B y Christina Scanlon

The strategic planning committee for Granville’s Board of Education will meet this week to consider the results of a study that recommended the closure of Mary J. Tanner School in Middle Granville.

The study, completed in June by educational consultant Paul Seversky at a cost of $9,000, was called for at a time the district was looking at dwindling enrollment and an unfavorable financial future due to a drop in state funding.

“It was never to tell us what to do,” said District Superintendent Mark Bessen of the study. It was to have a plan in place in case the closure became necessary.

The board could opt to follow the plan or not, but the public will also be included in the decision, either way.

There’s been some “light at the end of the tunnel,” said Bessen, as previously cut funding returns to upstate school districts.

“Right now, the economy and state aid look better,” he said. The board, however, still needs to take a look at the findings, he said.

“The role of the board is strategic planning, not the day-to-day business,” he said, “but to be able to answer, ‘Where will be five years from now?’”

While the study shows it may make financial sense to close the building that houses some 200 students in kindergarten through second grade, there are other things to consider.

“We have to not only answer how it affects us financially, but would it make a difference to the community,” said Bessen.

When the study was first ordered, it was because, without the return of state aid, the district was looking at a potential 30 percent increase in school taxes to keep Mary J. Tanner open, in a worst-case scenario.

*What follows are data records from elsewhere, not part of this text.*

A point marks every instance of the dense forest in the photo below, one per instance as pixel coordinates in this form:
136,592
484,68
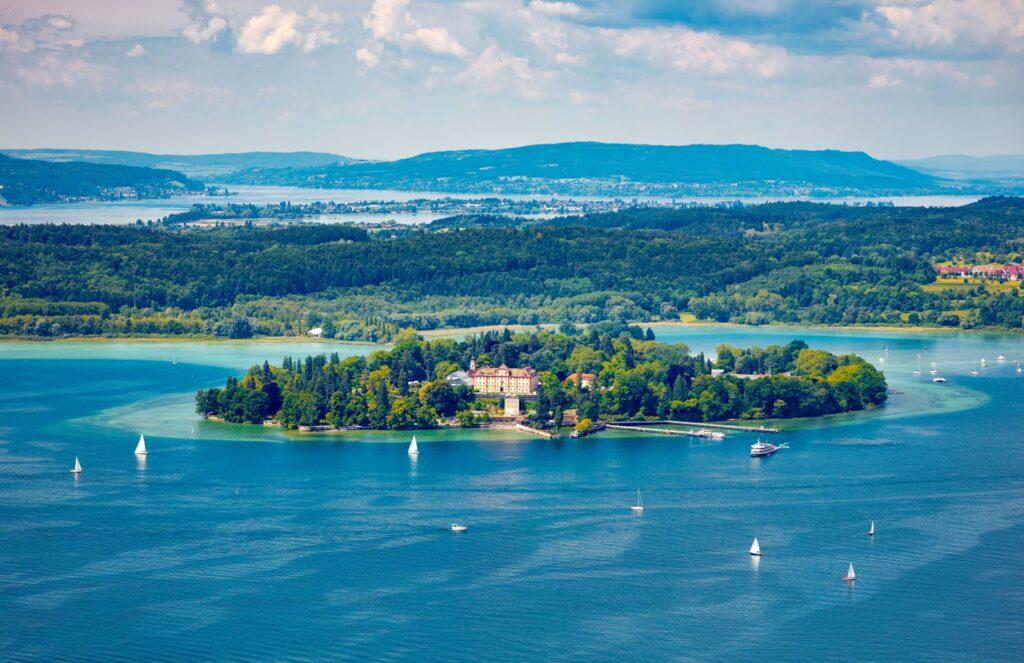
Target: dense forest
786,262
28,181
636,376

“The board would have been negligent not to look into all options,” he said.

Moving forward, the board will be scheduling public forums to present the findings of the study.

“That lets the public know all the details,” said Bessen.

What will also come from public forums is the chance for the public to share ideas.

“It can be an emotional issue,” said Bessen of closing a school. “This gives the community a chance to work through it together.”

It would also be possible for the public to ask for a vote to decide whether to keep the building open or not. If a vote came about, taxpayers would know at that time the amount of potential increase in taxes that could occur if the building remained operational. A nod to keep it open would be taxpayers agreeing to the potential increase.

“Whatever happens, the public is not going to be in the dark,” said Bessen.

The study gave two possible scenarios of closing the school. Both kept all teachers employed, but found savings in building maintenance, grounds keeping, utilities, operation personnel and support staff.

One option would place students in grades K through 5 at Granville Elementary School and students in grades 6 through 12 at what is now the junior/senior high school.